Debra Messing, Stephen Fry, Alyssa Milano, Mark Ruffalo, Arjun Gupta, Lilly Wachowski, Neil Gaiman, Kathleen Hanna, Amanda Palmer, Zoe Keating, and more have signed an open letter insisting countless lives must come before intellectual property rights.
In a scathing open letter, 275+ celebrities and artists across the spectrum of the arts are speaking up to support the sharing of lifesaving COVID-19 medical technology such as vaccines, ventilators, and tests with countries around the world. These signatures come amid the global spread of the Omnicron variant, and in addition to a delivery of 3 million petition signatures collected by 130 human rights groups, as well as a call from nurses unions in 28 countries to end what many have declared ‘vaccine apartheid’.

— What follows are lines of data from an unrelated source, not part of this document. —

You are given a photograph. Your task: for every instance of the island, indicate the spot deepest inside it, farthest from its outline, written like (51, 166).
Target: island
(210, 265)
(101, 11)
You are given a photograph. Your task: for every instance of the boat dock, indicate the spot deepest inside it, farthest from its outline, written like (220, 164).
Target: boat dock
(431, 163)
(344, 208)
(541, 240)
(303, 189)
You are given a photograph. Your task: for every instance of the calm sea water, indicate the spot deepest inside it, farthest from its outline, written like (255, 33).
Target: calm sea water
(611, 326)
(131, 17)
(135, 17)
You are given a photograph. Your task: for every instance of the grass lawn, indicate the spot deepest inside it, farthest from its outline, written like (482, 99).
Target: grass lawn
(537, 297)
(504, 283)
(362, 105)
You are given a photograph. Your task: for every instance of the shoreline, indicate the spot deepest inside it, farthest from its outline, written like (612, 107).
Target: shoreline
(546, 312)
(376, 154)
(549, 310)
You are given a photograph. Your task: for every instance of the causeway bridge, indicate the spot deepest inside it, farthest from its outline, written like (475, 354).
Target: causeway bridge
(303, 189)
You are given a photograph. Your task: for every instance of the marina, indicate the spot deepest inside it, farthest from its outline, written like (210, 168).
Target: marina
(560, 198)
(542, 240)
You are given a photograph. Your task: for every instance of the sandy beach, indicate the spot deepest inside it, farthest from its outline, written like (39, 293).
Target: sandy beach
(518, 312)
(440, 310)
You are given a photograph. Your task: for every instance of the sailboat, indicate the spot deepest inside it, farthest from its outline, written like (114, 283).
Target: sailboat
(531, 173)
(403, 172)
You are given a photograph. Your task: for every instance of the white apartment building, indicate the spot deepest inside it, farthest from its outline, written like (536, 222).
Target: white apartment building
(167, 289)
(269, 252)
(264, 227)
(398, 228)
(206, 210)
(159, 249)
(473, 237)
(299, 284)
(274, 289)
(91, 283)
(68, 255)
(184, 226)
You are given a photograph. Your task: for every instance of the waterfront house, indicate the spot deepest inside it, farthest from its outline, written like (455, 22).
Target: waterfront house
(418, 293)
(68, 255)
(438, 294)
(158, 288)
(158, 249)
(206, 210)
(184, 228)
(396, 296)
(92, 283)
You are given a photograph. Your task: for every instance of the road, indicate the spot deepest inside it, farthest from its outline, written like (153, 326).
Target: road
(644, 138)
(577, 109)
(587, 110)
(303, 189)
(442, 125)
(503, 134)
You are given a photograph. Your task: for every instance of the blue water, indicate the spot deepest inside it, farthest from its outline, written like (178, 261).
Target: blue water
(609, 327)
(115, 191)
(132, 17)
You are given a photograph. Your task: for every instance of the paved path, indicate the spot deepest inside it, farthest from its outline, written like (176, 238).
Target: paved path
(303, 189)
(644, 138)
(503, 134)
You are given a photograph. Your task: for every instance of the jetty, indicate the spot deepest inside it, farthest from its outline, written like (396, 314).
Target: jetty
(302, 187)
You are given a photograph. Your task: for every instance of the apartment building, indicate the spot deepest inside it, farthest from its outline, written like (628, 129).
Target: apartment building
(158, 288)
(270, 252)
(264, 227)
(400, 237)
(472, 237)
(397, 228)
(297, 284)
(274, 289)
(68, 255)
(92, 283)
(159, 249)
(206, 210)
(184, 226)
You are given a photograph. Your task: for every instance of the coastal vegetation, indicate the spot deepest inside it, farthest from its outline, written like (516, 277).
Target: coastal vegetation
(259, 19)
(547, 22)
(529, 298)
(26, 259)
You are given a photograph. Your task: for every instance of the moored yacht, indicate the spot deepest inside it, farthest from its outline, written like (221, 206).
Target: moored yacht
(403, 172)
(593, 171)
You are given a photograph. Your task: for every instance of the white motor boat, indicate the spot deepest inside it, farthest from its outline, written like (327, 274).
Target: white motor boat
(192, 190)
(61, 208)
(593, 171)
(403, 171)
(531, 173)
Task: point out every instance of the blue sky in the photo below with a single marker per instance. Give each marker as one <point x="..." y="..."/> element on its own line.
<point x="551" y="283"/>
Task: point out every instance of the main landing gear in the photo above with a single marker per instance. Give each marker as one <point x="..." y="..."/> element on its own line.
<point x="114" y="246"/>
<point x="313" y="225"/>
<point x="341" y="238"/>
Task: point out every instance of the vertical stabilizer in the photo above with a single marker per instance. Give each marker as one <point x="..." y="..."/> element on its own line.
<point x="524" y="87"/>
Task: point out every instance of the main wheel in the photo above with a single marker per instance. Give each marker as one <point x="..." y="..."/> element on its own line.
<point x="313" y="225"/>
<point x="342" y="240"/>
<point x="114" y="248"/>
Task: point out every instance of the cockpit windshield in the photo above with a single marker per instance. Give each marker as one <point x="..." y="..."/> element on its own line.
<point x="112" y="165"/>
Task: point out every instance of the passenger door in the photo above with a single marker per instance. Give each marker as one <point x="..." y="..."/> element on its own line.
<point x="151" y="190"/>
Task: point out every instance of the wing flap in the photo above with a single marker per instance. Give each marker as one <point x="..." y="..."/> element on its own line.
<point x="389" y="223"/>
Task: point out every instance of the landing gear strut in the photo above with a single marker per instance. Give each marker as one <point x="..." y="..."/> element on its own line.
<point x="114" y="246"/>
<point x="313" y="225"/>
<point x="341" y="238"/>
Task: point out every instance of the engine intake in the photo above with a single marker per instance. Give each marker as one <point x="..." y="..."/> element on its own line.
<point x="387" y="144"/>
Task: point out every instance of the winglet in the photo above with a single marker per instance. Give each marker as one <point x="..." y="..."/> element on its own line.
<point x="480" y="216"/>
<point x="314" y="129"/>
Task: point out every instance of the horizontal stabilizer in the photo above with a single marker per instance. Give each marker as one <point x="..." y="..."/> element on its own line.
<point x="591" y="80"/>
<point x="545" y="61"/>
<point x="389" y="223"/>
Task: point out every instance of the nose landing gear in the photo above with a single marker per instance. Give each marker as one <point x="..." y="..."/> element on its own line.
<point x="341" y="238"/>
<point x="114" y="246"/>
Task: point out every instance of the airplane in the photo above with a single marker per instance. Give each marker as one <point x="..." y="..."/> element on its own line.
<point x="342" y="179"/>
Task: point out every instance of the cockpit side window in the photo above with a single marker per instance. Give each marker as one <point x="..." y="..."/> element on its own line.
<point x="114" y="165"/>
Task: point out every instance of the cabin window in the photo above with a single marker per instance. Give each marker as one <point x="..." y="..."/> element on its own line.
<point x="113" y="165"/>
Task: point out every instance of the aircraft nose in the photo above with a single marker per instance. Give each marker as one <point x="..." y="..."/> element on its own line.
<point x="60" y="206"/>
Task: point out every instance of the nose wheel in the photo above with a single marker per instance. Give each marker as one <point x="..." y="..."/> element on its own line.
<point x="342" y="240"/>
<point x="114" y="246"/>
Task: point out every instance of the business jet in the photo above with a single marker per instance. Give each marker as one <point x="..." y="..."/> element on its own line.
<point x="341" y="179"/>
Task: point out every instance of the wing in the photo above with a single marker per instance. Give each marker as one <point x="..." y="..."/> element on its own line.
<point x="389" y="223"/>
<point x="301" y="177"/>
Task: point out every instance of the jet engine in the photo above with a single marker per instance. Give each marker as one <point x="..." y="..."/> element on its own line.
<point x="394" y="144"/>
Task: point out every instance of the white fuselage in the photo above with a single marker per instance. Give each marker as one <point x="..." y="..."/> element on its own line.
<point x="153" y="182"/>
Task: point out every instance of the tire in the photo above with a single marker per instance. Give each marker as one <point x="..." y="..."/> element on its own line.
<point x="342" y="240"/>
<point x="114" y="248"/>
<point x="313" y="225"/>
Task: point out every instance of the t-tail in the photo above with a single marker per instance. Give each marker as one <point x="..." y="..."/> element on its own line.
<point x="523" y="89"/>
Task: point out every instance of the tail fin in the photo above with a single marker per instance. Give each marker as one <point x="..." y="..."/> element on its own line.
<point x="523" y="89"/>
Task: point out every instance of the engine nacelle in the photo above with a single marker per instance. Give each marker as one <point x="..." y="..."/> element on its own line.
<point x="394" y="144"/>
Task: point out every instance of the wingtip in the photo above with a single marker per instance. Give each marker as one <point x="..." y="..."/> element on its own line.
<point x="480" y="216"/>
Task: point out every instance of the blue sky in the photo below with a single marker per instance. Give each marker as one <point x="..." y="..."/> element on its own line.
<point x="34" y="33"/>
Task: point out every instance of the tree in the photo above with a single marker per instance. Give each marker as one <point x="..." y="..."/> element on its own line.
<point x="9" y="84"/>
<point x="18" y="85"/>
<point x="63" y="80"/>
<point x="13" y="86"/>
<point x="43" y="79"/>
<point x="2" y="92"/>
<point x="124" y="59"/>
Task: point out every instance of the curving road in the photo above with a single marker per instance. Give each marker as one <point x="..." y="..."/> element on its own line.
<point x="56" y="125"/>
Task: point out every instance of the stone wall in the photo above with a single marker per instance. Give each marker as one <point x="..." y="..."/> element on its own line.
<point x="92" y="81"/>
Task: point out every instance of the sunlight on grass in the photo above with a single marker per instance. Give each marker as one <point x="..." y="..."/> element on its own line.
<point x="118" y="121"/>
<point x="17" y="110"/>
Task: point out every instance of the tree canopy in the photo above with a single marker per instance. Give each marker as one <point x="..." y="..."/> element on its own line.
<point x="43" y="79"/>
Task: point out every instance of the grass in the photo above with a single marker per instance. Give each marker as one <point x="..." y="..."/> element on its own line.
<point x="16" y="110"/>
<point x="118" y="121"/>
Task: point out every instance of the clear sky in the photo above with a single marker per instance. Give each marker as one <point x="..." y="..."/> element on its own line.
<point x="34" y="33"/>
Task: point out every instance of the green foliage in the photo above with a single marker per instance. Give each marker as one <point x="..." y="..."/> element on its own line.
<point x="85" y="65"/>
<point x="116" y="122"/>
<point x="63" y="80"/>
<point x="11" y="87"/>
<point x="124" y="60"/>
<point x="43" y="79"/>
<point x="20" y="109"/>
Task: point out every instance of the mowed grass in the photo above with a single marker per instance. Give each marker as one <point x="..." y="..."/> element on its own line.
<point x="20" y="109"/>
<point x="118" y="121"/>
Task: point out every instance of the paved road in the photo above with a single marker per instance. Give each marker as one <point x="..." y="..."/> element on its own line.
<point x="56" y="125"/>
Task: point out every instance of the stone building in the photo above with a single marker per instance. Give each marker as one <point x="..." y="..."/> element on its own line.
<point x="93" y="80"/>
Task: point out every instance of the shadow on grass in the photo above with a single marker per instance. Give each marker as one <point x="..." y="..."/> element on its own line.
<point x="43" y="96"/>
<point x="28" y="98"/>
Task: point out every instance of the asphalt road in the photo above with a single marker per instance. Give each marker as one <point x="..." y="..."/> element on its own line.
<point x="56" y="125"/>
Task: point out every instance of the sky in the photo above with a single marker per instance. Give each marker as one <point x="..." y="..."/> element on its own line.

Various profit-motivated lobbying blitzes from pharmaceutical companies and the intellectual property hawks allied with them have stalled the ability of wealthy countries to act in their own best interests by vaccinating and treating the most vulnerable to ward off mutations that could lead to new, more deadly variants.
Amid the arguments against sharing essential technologies to fight the pandemic and save lives, lobbyists for major creative industries offer a flimsy assertion that avoiding devastating new virus variants would damage creators’ intellectual property rights. Over 275 artists & celebrities have now signed on to clearly and firmly reject this assertion.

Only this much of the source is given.